Digital image processing technique (DIPT) is a method of using computer software to analyze digital images for several purposes such as image feature extraction, classification, or pattern recognition. ROM measurement by using DIPT is the innovative concept of the present study. This method can be applied to a patient who is in a remote area taking and sending his or her elbow image in flexed–extended position via a smart device such as a smartphone or a tablet to a hospital database. Then image analysis software is used to automatically measure extension and flexion angles and send a report to a corresponding physician. We anticipated that the DIPT method can be used interchangeably using goniometer and inclinometer. The DIPT method can also reduce observational bias, examination time, labor burden, and cost of transportation.
The present study aimed to develop a DIPT for measuring elbow ROM, and to assess validity and reliability of this technique compared with standard digital goniometer and inclinometer which are instruments for measuring arc of motion in daily clinical practice.
Materials and methods
This study was approved by the Institutional Review Board of the Faculty of Medicine, Chulalongkorn University, Bangkok, Thailand (Certificate of Approval No. 198/2019). Participants were recruited from students and staff in the university by poster announcement. Inclusion criteria included all volunteer participants aged over 18 years who were able to lift their shoulder perpendicular to the floor and hold it still in an elbow extension and flexion position. Exclusion criteria included those who had deformity of arm and forearm or pain and discomfort at the elbow. Participants were informed about study protocol and risks involved in this study. The written informed consent was provided. Sample size was determined by calculating two-dependent mean sample sizes. Ten degree of elbow motion arc measurement error was considered as minimal clinically important difference (MCID) and used as summative difference. Standard deviation was obtained from the difference between photographic and goniometric measure ments . A total of 14 elbows were required.
A digital goniometer and digital inclinometer were used as reference measuring devices to compare ROM measurements with those from DIPT. All measurements and capturing photographs were conducted on the same day (April 20, 2019) in the orthopedic operating room of King Chulalongkorn Memorial Hospital. Two trained physiotherapists with 2 years’ experience were briefed about the measurement techniques and they practiced the measurements on each other. Both examiners performed goniometer, inclinometer, and ROM measurements on the bilateral elbows of participants. Two research assistants recorded the measurement values on record forms.
A digital protractor goniometer with ±0.5° precision (Mediguage) was used. The goniometer was centered on the lateral epicondyle. The proximal part of goniometer pointed at the greater tuberosity of humerus and the distal part pointed at the middle portion of wrist . The examiner measured the flexion and extension position of elbow three times for each side.

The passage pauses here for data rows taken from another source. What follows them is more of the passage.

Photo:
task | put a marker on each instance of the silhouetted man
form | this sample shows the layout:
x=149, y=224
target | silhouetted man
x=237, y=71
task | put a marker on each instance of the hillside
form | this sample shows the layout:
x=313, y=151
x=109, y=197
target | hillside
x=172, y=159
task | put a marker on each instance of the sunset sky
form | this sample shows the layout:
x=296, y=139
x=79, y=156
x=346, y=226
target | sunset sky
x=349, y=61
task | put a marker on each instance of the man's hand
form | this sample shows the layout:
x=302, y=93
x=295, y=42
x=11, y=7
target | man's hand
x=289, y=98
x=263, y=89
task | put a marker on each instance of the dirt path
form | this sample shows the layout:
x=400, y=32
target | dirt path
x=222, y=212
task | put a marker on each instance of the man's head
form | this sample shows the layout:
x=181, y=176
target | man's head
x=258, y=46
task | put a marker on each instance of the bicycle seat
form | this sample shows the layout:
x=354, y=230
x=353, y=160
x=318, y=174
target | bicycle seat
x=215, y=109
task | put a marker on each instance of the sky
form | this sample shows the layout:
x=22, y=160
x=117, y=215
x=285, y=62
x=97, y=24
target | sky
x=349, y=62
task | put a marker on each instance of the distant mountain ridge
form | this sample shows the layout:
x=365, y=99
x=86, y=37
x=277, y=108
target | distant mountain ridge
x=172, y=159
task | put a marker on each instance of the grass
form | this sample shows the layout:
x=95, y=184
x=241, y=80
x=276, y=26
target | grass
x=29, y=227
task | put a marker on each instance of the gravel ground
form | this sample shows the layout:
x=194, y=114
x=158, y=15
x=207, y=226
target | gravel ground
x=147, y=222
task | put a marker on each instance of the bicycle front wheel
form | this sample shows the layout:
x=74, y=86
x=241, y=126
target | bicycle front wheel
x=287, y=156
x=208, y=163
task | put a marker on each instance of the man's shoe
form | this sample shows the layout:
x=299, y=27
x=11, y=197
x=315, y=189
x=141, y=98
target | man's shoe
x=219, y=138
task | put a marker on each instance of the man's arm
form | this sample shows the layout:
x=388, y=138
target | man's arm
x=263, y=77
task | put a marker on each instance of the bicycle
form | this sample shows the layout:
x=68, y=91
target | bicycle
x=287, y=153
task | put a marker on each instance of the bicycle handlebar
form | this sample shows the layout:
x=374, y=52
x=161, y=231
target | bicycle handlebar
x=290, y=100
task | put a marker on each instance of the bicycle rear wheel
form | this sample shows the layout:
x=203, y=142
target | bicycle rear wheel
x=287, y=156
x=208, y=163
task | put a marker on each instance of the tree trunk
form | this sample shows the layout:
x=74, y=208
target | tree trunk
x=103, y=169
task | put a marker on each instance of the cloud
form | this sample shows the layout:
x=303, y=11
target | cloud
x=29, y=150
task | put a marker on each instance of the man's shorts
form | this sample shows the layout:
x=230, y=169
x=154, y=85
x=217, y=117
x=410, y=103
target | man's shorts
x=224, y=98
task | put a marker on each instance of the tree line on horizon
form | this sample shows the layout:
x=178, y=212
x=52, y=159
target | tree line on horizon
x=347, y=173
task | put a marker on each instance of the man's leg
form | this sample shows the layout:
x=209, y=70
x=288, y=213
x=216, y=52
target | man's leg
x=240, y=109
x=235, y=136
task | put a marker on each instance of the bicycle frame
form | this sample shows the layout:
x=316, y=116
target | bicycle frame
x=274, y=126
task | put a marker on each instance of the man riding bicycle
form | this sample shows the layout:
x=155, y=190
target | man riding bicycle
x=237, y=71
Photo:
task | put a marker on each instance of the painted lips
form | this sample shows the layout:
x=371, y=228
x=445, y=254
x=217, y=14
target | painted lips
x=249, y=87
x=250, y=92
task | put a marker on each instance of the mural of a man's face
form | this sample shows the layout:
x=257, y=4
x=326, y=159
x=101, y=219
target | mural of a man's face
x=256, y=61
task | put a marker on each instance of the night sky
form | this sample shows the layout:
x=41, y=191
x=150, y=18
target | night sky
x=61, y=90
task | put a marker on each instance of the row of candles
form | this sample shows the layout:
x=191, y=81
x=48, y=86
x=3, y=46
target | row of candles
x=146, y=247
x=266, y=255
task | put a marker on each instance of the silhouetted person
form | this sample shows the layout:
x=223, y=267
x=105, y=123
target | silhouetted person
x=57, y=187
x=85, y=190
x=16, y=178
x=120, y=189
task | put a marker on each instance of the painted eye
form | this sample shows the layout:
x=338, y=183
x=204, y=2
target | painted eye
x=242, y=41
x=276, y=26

A baseline digital inclinometer (Fabrication Enterprises) was calibrated. The measurement technique for the inclinometer was modified from the American Medical Association (AMA) recommendation . The participant laid supine on a bed and both elbows hung beyond the edge of the bed. To measure the extension angle, the inclinometer was aligned on the long axis of forearm and set to zero. The participant was then asked to extend his or her elbow and the measurement value was recorded. To measure the flexion angle, the participant fully flexed his or her elbow while the examiner aligned the inclinometer with the forearm, read the flexion angle, and then repeated the same protocol two more times for extension and flexion. Three measurement values for the same limb and same position should be within 5° or 10% of the mean.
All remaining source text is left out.